Histograms: display a y-axis with a break in the range of values I am plotting a histogram showing me the repartition of values of the variable dist_enrolled on a population. This variable takes very small values for 98% of students and can be very high for the remaining ones. I am interested in both the proportion of these "outliers" in the total population, and the distribution of dist_enrolled for them. 
My first thought is to put a break in the y-axis (say from 10 to 90), displaying only values from 0 to 10 and then from 10 to 90. That could allow me to see better the outliers while still displaying the 98% value of the first bin. However, I do not manage to put that into practice.   
You can find below the histogram as it looks now.

 A: Discussion of scale breaks in Stata is an easy search in Stata or Google away at say this FAQ. You are, or should be, expected to try such searches yourself. 
The executive summary is that Stata is unwilling to support scale breaks directly.
Scale breaks were common when graphs were drawn by hand (those of a certain age still remember that phase well), but are much less often supported by software, for a mix of reasons.  One good reason is that it is much easier with software to use nonlinear scales on either or both axes of a plot. 
Now that the question has been migrated to CV, the bigger deal is what to do statistically with such a distribution.
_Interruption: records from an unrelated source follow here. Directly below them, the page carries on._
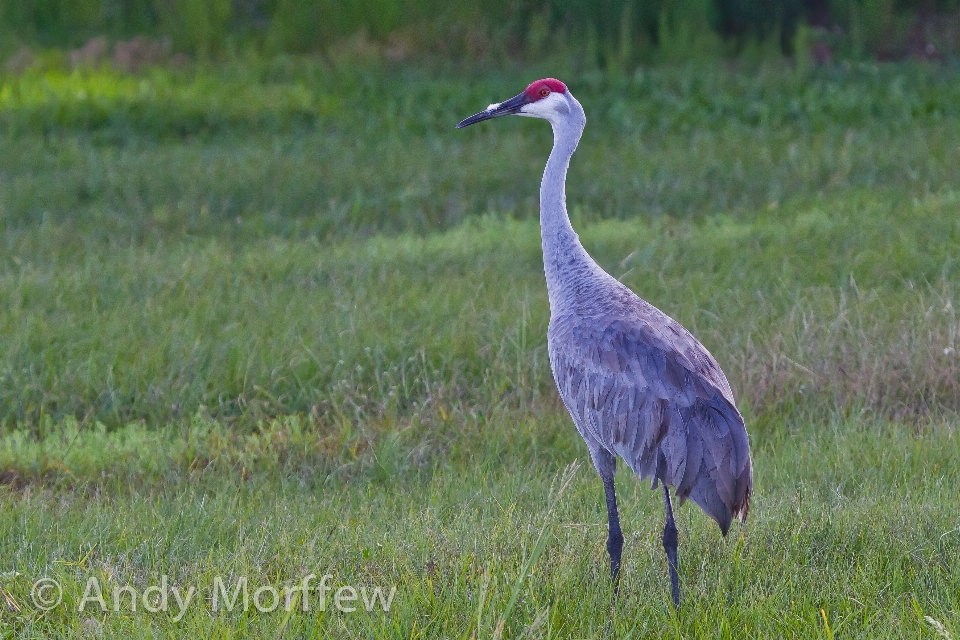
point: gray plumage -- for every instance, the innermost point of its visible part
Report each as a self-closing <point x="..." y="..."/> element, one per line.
<point x="638" y="385"/>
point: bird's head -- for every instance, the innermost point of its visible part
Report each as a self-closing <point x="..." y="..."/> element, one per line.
<point x="547" y="99"/>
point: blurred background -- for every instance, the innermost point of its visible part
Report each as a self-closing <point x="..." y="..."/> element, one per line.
<point x="604" y="33"/>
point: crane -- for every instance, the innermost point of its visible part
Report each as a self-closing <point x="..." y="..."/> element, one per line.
<point x="637" y="384"/>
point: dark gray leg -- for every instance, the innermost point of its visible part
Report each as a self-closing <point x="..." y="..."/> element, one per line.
<point x="670" y="546"/>
<point x="614" y="535"/>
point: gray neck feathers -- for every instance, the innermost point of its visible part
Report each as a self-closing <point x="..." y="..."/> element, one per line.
<point x="565" y="262"/>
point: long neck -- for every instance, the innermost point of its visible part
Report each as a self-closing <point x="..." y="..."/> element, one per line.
<point x="562" y="252"/>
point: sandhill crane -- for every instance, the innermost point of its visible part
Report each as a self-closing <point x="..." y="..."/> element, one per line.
<point x="637" y="384"/>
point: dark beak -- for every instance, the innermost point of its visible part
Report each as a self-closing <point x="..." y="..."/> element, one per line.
<point x="507" y="108"/>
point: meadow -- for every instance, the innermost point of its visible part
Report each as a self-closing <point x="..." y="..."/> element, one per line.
<point x="278" y="317"/>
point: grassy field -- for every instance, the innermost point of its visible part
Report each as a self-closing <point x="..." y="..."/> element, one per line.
<point x="281" y="319"/>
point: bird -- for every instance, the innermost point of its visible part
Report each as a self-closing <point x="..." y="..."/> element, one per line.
<point x="638" y="385"/>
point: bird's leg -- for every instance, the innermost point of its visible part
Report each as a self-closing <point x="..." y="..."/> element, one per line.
<point x="670" y="546"/>
<point x="614" y="536"/>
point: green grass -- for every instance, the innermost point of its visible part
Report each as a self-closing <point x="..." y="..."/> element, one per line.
<point x="283" y="320"/>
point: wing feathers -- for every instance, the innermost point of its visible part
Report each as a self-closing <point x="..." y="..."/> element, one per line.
<point x="633" y="393"/>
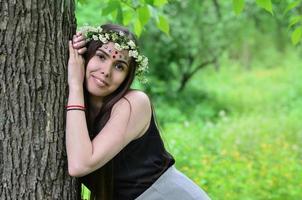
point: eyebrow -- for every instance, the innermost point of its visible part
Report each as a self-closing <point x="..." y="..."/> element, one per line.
<point x="123" y="61"/>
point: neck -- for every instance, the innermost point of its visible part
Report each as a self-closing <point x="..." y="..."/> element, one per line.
<point x="95" y="104"/>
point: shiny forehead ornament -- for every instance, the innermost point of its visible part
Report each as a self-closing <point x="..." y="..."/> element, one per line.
<point x="121" y="42"/>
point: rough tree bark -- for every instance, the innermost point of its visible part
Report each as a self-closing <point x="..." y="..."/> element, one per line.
<point x="33" y="58"/>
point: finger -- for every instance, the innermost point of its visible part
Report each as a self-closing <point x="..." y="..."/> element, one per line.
<point x="71" y="50"/>
<point x="79" y="38"/>
<point x="79" y="45"/>
<point x="82" y="50"/>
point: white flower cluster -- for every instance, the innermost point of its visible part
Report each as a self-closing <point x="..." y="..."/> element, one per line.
<point x="121" y="42"/>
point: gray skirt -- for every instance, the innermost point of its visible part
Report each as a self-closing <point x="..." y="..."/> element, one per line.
<point x="173" y="185"/>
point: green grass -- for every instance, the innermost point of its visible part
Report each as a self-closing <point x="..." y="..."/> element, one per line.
<point x="238" y="133"/>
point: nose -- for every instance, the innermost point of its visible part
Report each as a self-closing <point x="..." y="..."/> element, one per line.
<point x="106" y="69"/>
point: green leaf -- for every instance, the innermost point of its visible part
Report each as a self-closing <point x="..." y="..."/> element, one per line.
<point x="128" y="15"/>
<point x="296" y="35"/>
<point x="151" y="2"/>
<point x="160" y="3"/>
<point x="119" y="16"/>
<point x="292" y="6"/>
<point x="266" y="4"/>
<point x="238" y="6"/>
<point x="294" y="20"/>
<point x="138" y="27"/>
<point x="112" y="6"/>
<point x="163" y="24"/>
<point x="144" y="15"/>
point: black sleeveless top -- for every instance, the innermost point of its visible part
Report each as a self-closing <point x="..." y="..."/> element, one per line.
<point x="140" y="164"/>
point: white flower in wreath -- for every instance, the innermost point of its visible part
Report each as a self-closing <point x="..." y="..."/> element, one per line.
<point x="121" y="33"/>
<point x="123" y="46"/>
<point x="117" y="46"/>
<point x="145" y="62"/>
<point x="94" y="37"/>
<point x="114" y="36"/>
<point x="139" y="58"/>
<point x="133" y="53"/>
<point x="103" y="39"/>
<point x="131" y="44"/>
<point x="99" y="29"/>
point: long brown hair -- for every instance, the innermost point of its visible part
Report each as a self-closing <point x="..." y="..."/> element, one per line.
<point x="100" y="182"/>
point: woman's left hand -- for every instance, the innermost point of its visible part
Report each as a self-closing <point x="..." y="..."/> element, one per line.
<point x="76" y="68"/>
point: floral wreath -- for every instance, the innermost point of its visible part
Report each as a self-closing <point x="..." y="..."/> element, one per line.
<point x="121" y="42"/>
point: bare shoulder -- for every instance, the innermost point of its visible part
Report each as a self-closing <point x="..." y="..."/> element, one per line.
<point x="136" y="99"/>
<point x="136" y="106"/>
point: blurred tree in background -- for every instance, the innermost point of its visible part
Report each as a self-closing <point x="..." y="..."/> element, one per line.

A little experimentation shows that such distributions are not pathological. Lognormal distributions with moderate spread could easily produce broadly similar histograms. 
You have many possible alternatives, including 


*

*Transformation of your variable, which isn't explained, but may well be a distance that must be positive. 

*Kernel density estimation for your variable, or preferably a transformation of it. The estimated density will be positive over interesting ranges and can itself be shown on logarithmic scale. 

*In Stata you can use a spikeplot using square root scale. It's easy to make such plots look like histograms.